One thing traders and investors can agree on: these are not usual times, especially for this time of year.
It’s “completely bizarre,” says Stephen Innes, head of trading for Asia Pacific at Oanda Corp. “It’s incredible just how harmful markets veer when sentiment slides.”
Innes has been taking profit on some winning investments, and snapping up blue-chip stocks whose valuations have dropped in the December sell-off, but for the most part he’s keeping his money on the sidelines. Like many other traders in Asia, he’s been watching events play out in the United States from a distance, amazed at what he sees.
“I’m on the golf course,” Innes says about how he’s responding. “As I have been most of the week.”
Mark Matthews, head of Asia research at Bank Julius Baer & Co. in Singapore, says two “golden rules” have been broken. First, since 1945, December has produced the highest average gains of any month, he says, but this month is set to be the worst of the year. Second, since the 1970s, the S&P 500 has never slumped when earnings growth was more than 10 percent, according to him. But as a long-only investor, Matthews is planning to ride it out. “I remain invested through good times and bad,” he says. “Not being invested, over the long term, is like betting against the house in a casino.”
Over in Sydney, Sean Fenton is scratching his head. “It’s certainly unusual for this time of year,” the portfolio manager at Tribeca Investment Partners says of the market moves. “You see people take holidays and sort of shutting up shop, not surges in volatility.”
Fenton, like Matthews, says he’s hunkering down, betting that the U.S. economy is robust and the sell-off will bottom out. For this time of year, he’s “probably a little more focused on the market,” he says, but that doesn’t mean he’s got reasons for the moves. “Trying to explain short-term movements in the markets is an exercise in futility because generally it’s pretty random,” he says.

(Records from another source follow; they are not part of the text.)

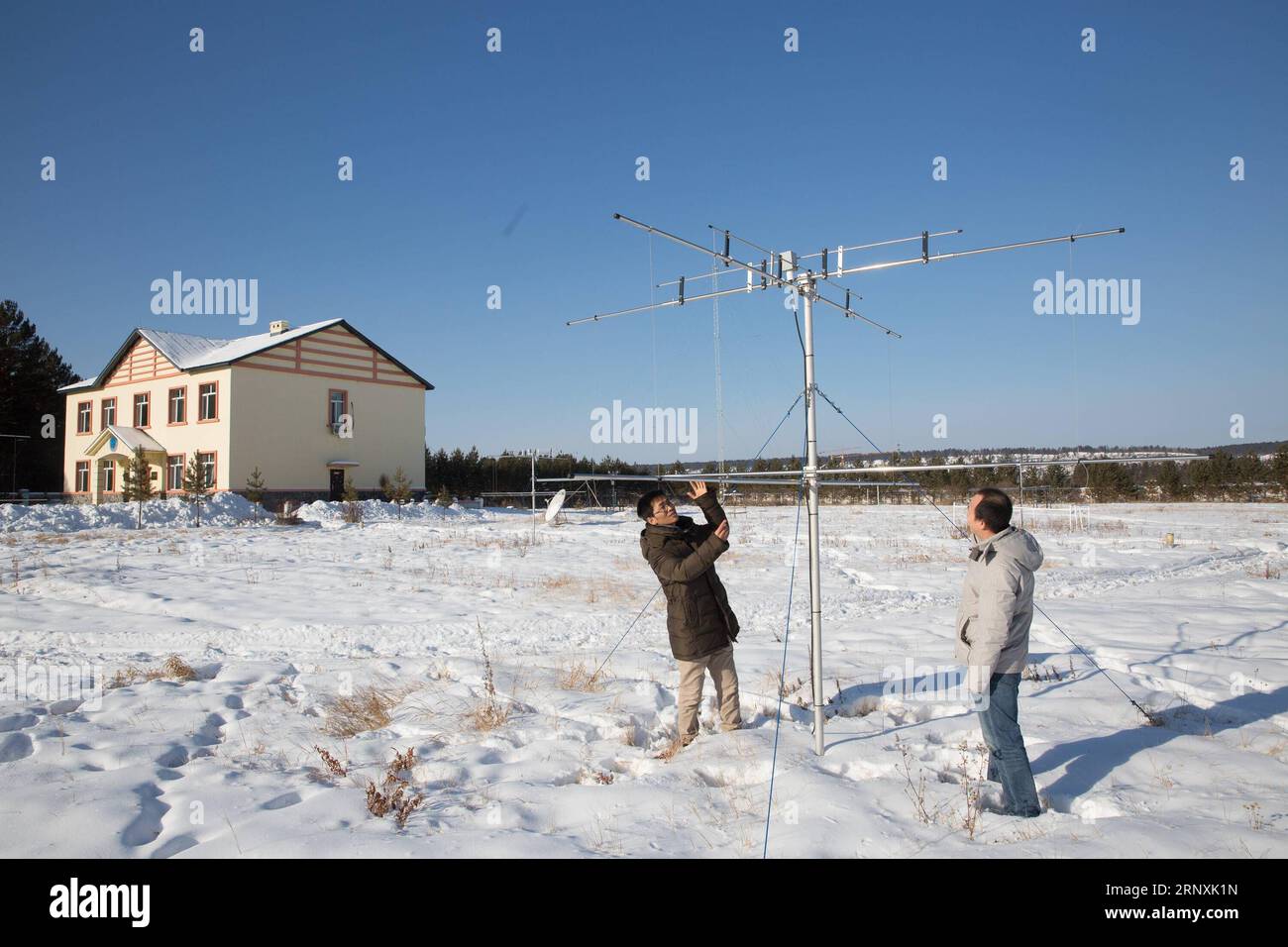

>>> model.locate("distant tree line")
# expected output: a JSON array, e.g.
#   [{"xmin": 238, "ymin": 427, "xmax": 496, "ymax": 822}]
[
  {"xmin": 0, "ymin": 299, "xmax": 77, "ymax": 493},
  {"xmin": 425, "ymin": 445, "xmax": 1288, "ymax": 506}
]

In Tokyo, Hajime Sakai is just staying away from trading. The chief fund manager at Mito Securities Co. admits the whole thing took him by surprise. “I can’t really say I’ve been dealing with it,” he says. “I wasn’t quite able to respond.” That’s partly because of the time lag between when he makes a trading decision and when the trade is executed, which is often a day or two later. In markets this choppy, that gap makes trading close to impossible. “We’re increasingly faced with situations where the price is completely different at the point of execution versus when we made the decision,” he says.
“We have never seen the U.S. market dropping at this magnitude and speed for the past eight to nine years,” says Margaret Yang, a market analyst at CMC Markets in Singapore. Yang’s solution is to go overweight cash for the time being. She expects the volatility to continue until year-end, until investors get a clearer picture from the holiday earnings season.
But longer-term, she doesn’t know if this will prove a “healthy correction” as investors find the S&P 500’s low valuations attractive and earnings come in above expectations, or if it will mark the end of the 10-year bull run. Either way, one thing’s for certain: “The recent movement is definitely unusual,” she says.
In South Korea, Lee Dong-jun agrees. The head of the global investment team at DB Asset Management in Seoul has also been staying as clear of the market as possible this week, tending only to existing investments and keeping away from new trades. “This isn’t normal,” he says of the market turbulence. “Investor sentiment is very bad.” And while “we don’t think this kind of huge volatility will persist,” he says, “our thinking is that it’s not a good idea to actively trade stocks in a market like this.”